The Securities Industry and Financial Markets Association (SIFMA) is offering a dissenting opinion regarding New Jersey’s proposed rule to create a state fiduciary standard.
“To best protect investors and avoid investor confusion, the optimal approach is to defer to the uniform, nationwide, heightened, best interest standard for broker-dealers which is embodied in the SEC’s now final Reg BI,” SIFMA officials wrote in their letter to the New Jersey Bureau of Securities. “A state-by-state approach, on the other hand, would result in an uneven patchwork of laws that would be duplicative of, different than, and possibly in conflict with federal standards. It would also heighten investor confusion. We urge the Bureau to pause its rulemaking process, review Reg BI and reevaluate its proposal before deciding whether it is necessary to proceed with an additional state regulation.”

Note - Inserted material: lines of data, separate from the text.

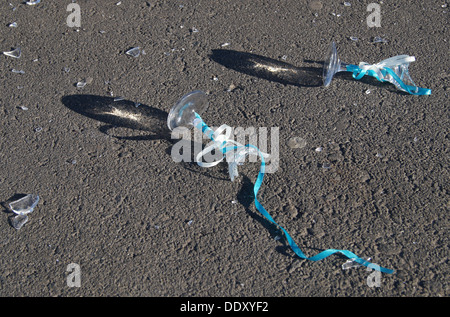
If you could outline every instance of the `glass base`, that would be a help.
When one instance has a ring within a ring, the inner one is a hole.
[[[170,110],[167,126],[170,130],[176,127],[193,127],[195,113],[202,114],[208,107],[206,94],[200,90],[183,96]]]

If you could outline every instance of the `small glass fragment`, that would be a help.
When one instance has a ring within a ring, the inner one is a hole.
[[[17,27],[17,22],[10,23],[10,24],[8,24],[8,26],[10,28],[16,28]]]
[[[387,43],[388,41],[382,37],[375,36],[372,40],[372,43]]]
[[[14,227],[14,229],[19,230],[23,227],[23,225],[28,221],[27,215],[17,215],[15,217],[12,217],[10,222],[11,225]]]
[[[198,32],[198,30],[196,28],[192,28],[191,30],[192,30],[192,33],[197,33]]]
[[[138,57],[141,54],[141,48],[139,46],[133,47],[132,49],[129,49],[128,51],[126,51],[125,54],[133,56],[133,57]]]
[[[124,100],[124,99],[125,99],[124,97],[117,96],[117,97],[114,98],[114,101],[121,101],[121,100]]]
[[[356,36],[350,36],[350,40],[352,40],[353,42],[358,41],[358,38]]]
[[[235,89],[236,89],[236,85],[235,84],[230,84],[230,86],[228,87],[227,91],[228,92],[232,92]]]
[[[303,149],[306,146],[306,140],[301,137],[293,137],[288,141],[291,149]]]
[[[363,260],[370,261],[371,259],[370,258],[363,258]],[[350,259],[350,260],[347,260],[344,264],[342,264],[342,269],[343,270],[348,270],[348,269],[351,269],[351,268],[354,268],[354,267],[359,267],[359,266],[362,266],[362,265],[359,264],[358,262],[355,262],[355,259]]]
[[[350,2],[344,2],[344,6],[350,7],[352,4]]]
[[[316,147],[316,149],[315,149],[316,152],[322,152],[322,150],[323,150],[323,148],[321,146]]]
[[[221,44],[220,46],[226,47],[226,46],[228,46],[228,45],[230,45],[230,43],[226,42],[226,43]]]
[[[20,55],[22,54],[22,50],[20,49],[20,47],[18,47],[12,51],[3,52],[3,54],[5,54],[6,56],[9,56],[9,57],[19,58]]]
[[[26,215],[33,211],[38,202],[39,195],[28,194],[18,200],[9,203],[9,208],[11,208],[11,210],[18,215]]]
[[[32,1],[27,1],[26,4],[28,4],[29,6],[35,5],[40,3],[41,0],[32,0]]]
[[[34,129],[35,132],[41,132],[42,128],[41,127],[37,127],[36,129]]]
[[[25,74],[25,72],[23,70],[18,70],[18,69],[11,69],[11,71],[15,74]]]
[[[366,90],[366,95],[370,94],[370,89]]]
[[[86,81],[82,80],[77,82],[77,88],[83,88],[84,86],[86,86]]]
[[[28,110],[28,107],[25,107],[25,106],[19,106],[19,108],[24,110],[24,111]]]
[[[322,168],[323,168],[324,170],[329,170],[329,169],[331,168],[331,165],[330,165],[330,163],[323,163],[323,164],[322,164]]]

The correspondence also addressed potential broader negative consequences for the state in the wake of its industry footprint.
“The finance and insurance industry has roughly 200,000 employees in the state of New Jersey and accounts for almost 5 percent of all employment in the state,” the letter stated. “Every dollar spent in the securities industry in New Jersey generates an additional $1.22 for the state economy and every job in the securities industry generates an additional 1.34 jobs statewide.”
It is the SIFMA’s position the plan would represent a fundamental change in the way the securities sector operates in the state and would fundamentally alter its relationship with millions of New Jersey investors.